Chapter 07 · Generation · 7 min

Choosing the next word

Temperature, top-k, top-p. The art of turning a probability distribution into text.

The distribution is computed. Now what?

At this point in the book, the model knows how to compute a probability distribution over the next token. To generate text, it must now choose one. This is the sampling step.

We already glimpsed this mechanism in chapter 01. The time has come to revisit it carefully: this is what distinguishes a cautious model from a creative one, a reliable assistant from a repetitive parrot.

Why not always take the most probable?

The simplest strategy — greedy decoding — always picks the highest-probability token. Fast, deterministic, reproducible.

And yet, almost never used alone.
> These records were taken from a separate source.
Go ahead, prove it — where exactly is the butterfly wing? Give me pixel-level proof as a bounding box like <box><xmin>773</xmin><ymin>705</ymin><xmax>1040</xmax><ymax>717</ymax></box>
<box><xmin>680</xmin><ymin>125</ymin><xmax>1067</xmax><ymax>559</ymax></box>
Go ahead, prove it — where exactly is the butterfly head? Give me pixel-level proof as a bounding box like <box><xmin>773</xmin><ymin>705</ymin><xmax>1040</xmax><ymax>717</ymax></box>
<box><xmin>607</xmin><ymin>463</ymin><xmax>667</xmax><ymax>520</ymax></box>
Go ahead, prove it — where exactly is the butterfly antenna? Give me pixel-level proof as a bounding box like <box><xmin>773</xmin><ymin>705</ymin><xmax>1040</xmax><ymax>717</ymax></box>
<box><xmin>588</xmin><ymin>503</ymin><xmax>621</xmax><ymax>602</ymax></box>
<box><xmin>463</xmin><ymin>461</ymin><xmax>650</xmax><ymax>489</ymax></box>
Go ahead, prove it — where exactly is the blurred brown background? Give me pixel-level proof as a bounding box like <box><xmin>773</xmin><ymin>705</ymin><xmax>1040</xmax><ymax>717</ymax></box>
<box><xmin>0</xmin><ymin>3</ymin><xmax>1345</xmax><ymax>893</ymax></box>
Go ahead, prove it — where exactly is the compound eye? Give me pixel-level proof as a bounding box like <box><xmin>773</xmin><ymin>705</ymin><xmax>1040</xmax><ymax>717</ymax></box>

Why?

Because greedy decoding produces strangely flat text. It gets stuck in loops ("very very very interesting interesting interesting…"). It always picks the most conventional word. It generates technically correct sentences, but without texture. The model was trained on human text, which always contains a degree of unpredictability — and that unpredictability must show up in generation.

Hence stochastic sampling: we draw a token at random according to the distribution. The more probable a token is, the more likely it is to be chosen — but others have a chance too.

Three levers

Raw stochastic sampling would be too noisy. We typically apply three filters before drawing:

Temperature

Temperature T divides the logits before softmax. It's the most powerful setting.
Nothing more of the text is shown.